В этой контекстуализации Бараш отчасти – при всех различиях между ними – продолжает работу, совершенную в романах Александра Гольдштейна («Помни о Фамагусте», «Спокойные поля»), с которым они в 1990-х – начале 2000-х входили в круг израильского журнала «Зеркало»; для поэтики этого круга Бараш тогда придумал название «средиземноморская нота», отсылающее к эмигрантской «парижской ноте» 1930-х годов. Сегодня стихи Бараша было бы труднее, чем в начале 2000-х, причислить к этому направлению: они «средиземноморские» по духу, но не эмигрантские. «Средиземноморские» в том же смысле, в каком это слово употреблял Сергей Аверинцев[6]: благодаря множественности языков и израильскому местоположению автора они проблематизируют и советский опыт, и разделение Старого Света на «Европу» и «Азию», и вообще представление о мире, разделенном на отдельные культуры.
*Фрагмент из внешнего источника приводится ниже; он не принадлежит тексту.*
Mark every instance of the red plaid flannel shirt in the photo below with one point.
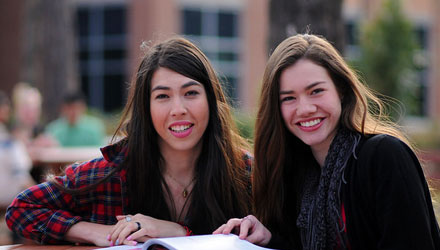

Творчество Бараша недостаточно замечено критикой – возможно, отчасти из-за медленного внутреннего ритма его писательской работы («внутренний ритм» позволительно сказать в том же смысле, в котором говорят о внутренней форме слова). Сегодняшнее время русской культуры воспринимается в образованном сообществе как период катастроф и разрывов, подобный истории мироздания по Жоржу Кювье. Резкие жесты, меняющие контекст, привлекают внимание критиков и читателей, но долгий, неспешный разговор с предшественниками не «считывается», воспринимается как уже известная стилистика, не заслуживающая специального обсуждения: «может быть, это интересно, но мы это уже знаем». В случае Бараша (и, вероятно, не только в нем) такое ощущение обманчиво. Множественная «укорененность» в стихотворениях этой книги позволяет выстроить модель самосознания, преодолевающую катастрофизм истории – или, точнее, позволяющую сосуществовать с ним.